Cuando allá llegaron fueron muy bien recibidos por los cardenales y cuantos en la corte estaban, y vivieron allí mucho tiempo; y don Illán, apremiando cada día al cardenal que hiciese alguna gracia a su hijo, él le ponía sus excusas. Y estando así en la corte murió el Papa, y todos los cardenales eligieron a aquel cardenal por Papa, y entonces fue a él don Illán, y díjole que no podía ponerle más excusas de no cumplirle lo que le había prometido; y el Papa dijo que no lo apremiase tanto, que siempre habría lugar de hacerle merced, según fuese razón, y don Illán comenzó a quejarse mucho de esto, recordándole cuantas cosas le prometiera, y que nunca le había cumplido alguna, y diciéndole que aquello recelara él la primera vez que con él habló. Y pues a aquel estado había llegado, y no le cumplía lo que le prometiera, ya no cabía esperar de él bien alguno. De este apremio se quejó mucho el Papa, y comenzó a maltraerlo, diciéndole que si más le apretaba le había de echar en una cárcel, que era hereje y brujo, y que bien sabía él que no tenía otra vida ni otro oficio en Toledo, donde moraba, sino vivir de aquel arte de la nigromancia.
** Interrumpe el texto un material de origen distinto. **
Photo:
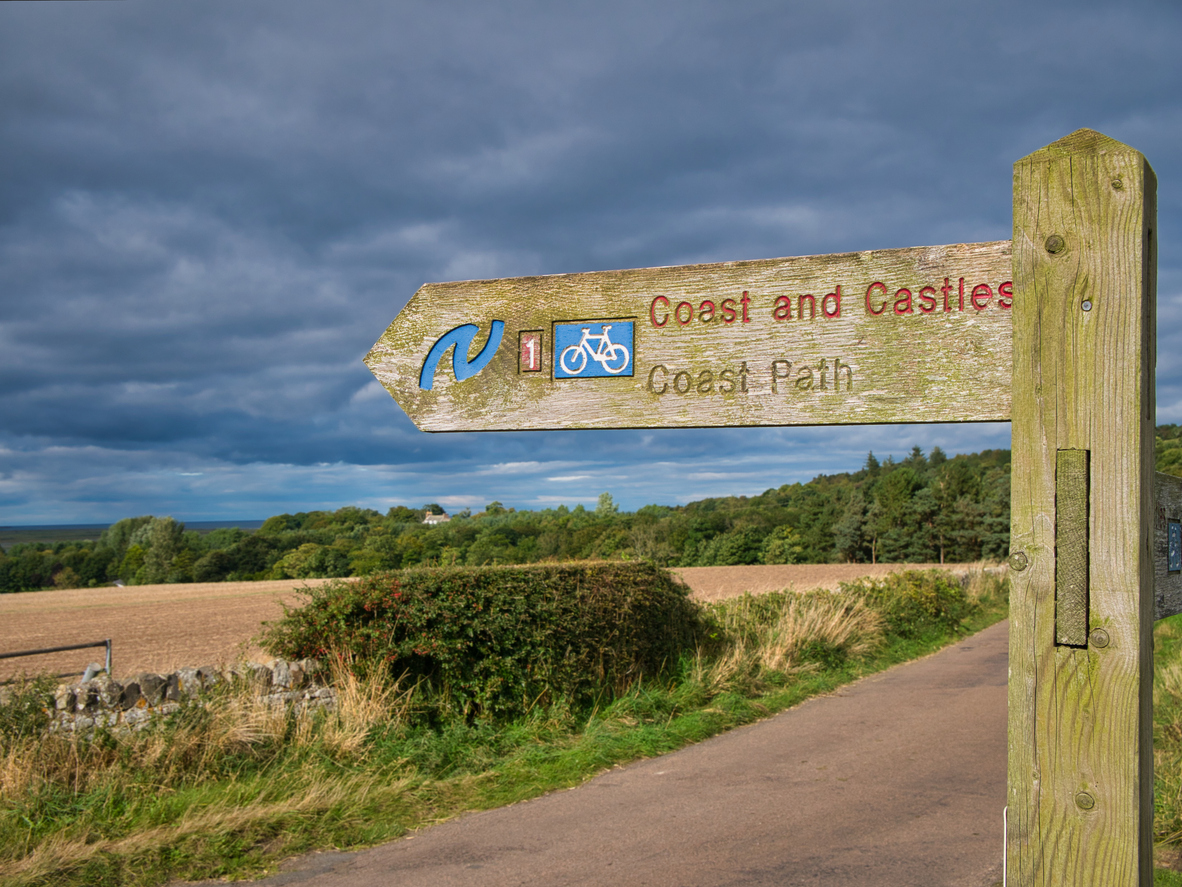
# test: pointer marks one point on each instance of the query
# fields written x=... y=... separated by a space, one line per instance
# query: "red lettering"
x=653 y=311
x=929 y=302
x=1006 y=295
x=870 y=290
x=837 y=303
x=812 y=306
x=902 y=303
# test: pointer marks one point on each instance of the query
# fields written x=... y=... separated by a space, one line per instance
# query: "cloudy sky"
x=209 y=212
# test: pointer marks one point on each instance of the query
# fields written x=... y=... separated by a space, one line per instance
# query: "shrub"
x=915 y=602
x=495 y=641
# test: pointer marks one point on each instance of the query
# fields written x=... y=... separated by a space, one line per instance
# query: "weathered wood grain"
x=939 y=350
x=1167 y=586
x=1080 y=744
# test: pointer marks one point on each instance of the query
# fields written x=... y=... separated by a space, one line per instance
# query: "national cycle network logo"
x=592 y=349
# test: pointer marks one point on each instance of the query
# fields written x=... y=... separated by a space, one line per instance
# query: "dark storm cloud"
x=209 y=213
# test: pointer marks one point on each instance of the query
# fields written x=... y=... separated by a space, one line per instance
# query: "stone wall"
x=104 y=701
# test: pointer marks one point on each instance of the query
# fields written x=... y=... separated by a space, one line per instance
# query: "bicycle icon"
x=592 y=353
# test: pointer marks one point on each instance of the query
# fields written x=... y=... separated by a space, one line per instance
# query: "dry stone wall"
x=103 y=701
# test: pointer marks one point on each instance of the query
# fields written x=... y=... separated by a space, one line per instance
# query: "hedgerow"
x=498 y=641
x=914 y=602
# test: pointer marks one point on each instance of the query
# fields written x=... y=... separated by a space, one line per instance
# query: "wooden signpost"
x=1053 y=331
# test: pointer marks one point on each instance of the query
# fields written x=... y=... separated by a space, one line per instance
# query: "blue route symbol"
x=588 y=349
x=1174 y=549
x=461 y=340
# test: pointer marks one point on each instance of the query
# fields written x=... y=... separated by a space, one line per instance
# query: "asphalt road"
x=896 y=779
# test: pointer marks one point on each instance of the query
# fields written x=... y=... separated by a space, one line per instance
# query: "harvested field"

Cuando don Illán vio cuán mal le galardonaba el Papa lo que por él había hecho, despidióse de él, y ni siquiera le quiso dar el Papa algo para que comiese por el camino. Entonces don Illán dijo al Papa que pues no tenía otra cosa de comer, tenía que volver a las perdices que mandara asar aquella noche; y llamó a la mujer, y díjole que asase las perdices. Y cuando esto dijo don Illán, hallóse el Papa en Toledo, deán de Santiago, como lo era cuando allá vino; y tan grande fue la vergüenza que tuvo, que no supo que decirle, y don Illán díjole que se fuese en buena ventura, que asaz había probado lo que había en él, y que se tuviera por desventurado si le hubiera dado parte de las perdices.